L’image des deux Frances est donc fausse. Il faudrait se demander pourquoi elle résonne si bien dans l’opinion. L’étude des résultats électoraux montre un « gradient d’urbanisation » : les votes extrêmes  croissent du centre à la périphérie des métropoles (de 18 à 26 % pour le FN).

L’effet TGG est considérable ! La moitié de la population est à moins de 2 heures de Paris. La France commence à fonctionner comme une seule métropole en réseau (Métropole distribuée). C’est cela qu’iil faut valoriser plutôt que de pleurer sur les différences entre les métropoles et le monde rural.

 

 

Débat

                Q1. Le TGV rapproche-t-il de la province ou de Paris ?

Il y a un problème de transport majeur à l’intérieur du grand Paris. Celui-ci attire facilement les jeunes mais dès l’âge du premier enfant, le solde migratoire pour l’IDF devient négatif. Le rapport quallité/prix de la vie est nettement à l’avantage de la province.

Q2. Problème du logement ? N’est–il pas dû autant à la frilosité des maires qu’à l’insolvabilité ou à la précarité des revenus des particuliers ?

R1. La résistance des maires des petites cmmunes est un phénomène assez général (cf. Saint Aubin sur le plateau de Saclay) . Pour s’en sortir il faut déplacer le pouvoir décisionnel à un niveau plus élevé. Ceci étant le problème du logement locatif est posé

S1. Le préfet peut imposer la construction à la commune dans le cadre de la loi SRU mais dans l’ensemble ne le fait pas.

R2. Le pouvoir cherche sa voie dans la complexité ambiante. En matière d’urbanisme, il n’y a pas de pays plus décentralisé que la France. Idem dans le domaine économique.  Il faudrait des plans d’urbanisme intercommunaux.

C’est un vrai gros problème. L’intercommunalité serait un moindre mal mais elle pose en l’état un vrai gros problème démocratique. Il faut viser l’élection du président de l’« interco » au suffrage direct. Les corps intermédiaires ne peuvent se réformer par eux-mêmes (pb du cumul des mandats).

Ceci dit une nouveauté dans le paysage : des fusions volontaires de communes. Le problème du morcellement des communes dans le grand Paris est surtout posé dans la 2ème couronne.

Q3. Qu’en est-il de l’évolution de la réalisation de la ligne 18 ?

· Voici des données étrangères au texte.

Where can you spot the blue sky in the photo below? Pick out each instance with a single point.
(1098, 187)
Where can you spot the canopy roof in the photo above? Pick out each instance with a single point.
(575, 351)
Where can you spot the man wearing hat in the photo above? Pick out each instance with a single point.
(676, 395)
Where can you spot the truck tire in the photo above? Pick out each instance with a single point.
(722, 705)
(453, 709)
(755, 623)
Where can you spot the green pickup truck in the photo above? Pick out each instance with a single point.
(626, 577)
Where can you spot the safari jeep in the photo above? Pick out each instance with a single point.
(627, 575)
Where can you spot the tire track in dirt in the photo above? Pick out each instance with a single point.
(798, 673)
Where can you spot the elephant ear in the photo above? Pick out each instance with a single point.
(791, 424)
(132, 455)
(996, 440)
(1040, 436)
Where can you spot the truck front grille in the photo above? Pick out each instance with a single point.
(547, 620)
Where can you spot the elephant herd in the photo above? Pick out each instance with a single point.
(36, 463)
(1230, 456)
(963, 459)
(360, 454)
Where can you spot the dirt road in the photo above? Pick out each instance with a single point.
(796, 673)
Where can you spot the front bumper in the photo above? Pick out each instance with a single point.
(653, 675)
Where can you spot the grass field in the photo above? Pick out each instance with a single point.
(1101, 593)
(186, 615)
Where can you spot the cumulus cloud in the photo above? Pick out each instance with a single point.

R. Les chiffres ont été très sous-évalués : le CEA avait organisé dès le début son propre système de transport et il y a d’autant moins de pression des communes du plateau de Saclay pour pousser à la solution du problème que très peu des travailleurs y vivent et que les communes ne veulent pas de transports sur le plateau. Lors de l’enquête publique, les registres des communes étaient noirs d’opposants (La métropole de Lyon a été créée avec un statut particulier : les compétences du département sont exercées pas la métropole. Elle est encore trop petite par rapport au périmètre de son bassin d’emploi. Pour Aix-Marseille, J.M. Ayrault voulant avancer a nommé un préfet pour cela. Mais les inégalités sont considérables et le système de transport est minable).

Q4. Sur quelles projections démographiques travaillent les gens sur le grand Paris ?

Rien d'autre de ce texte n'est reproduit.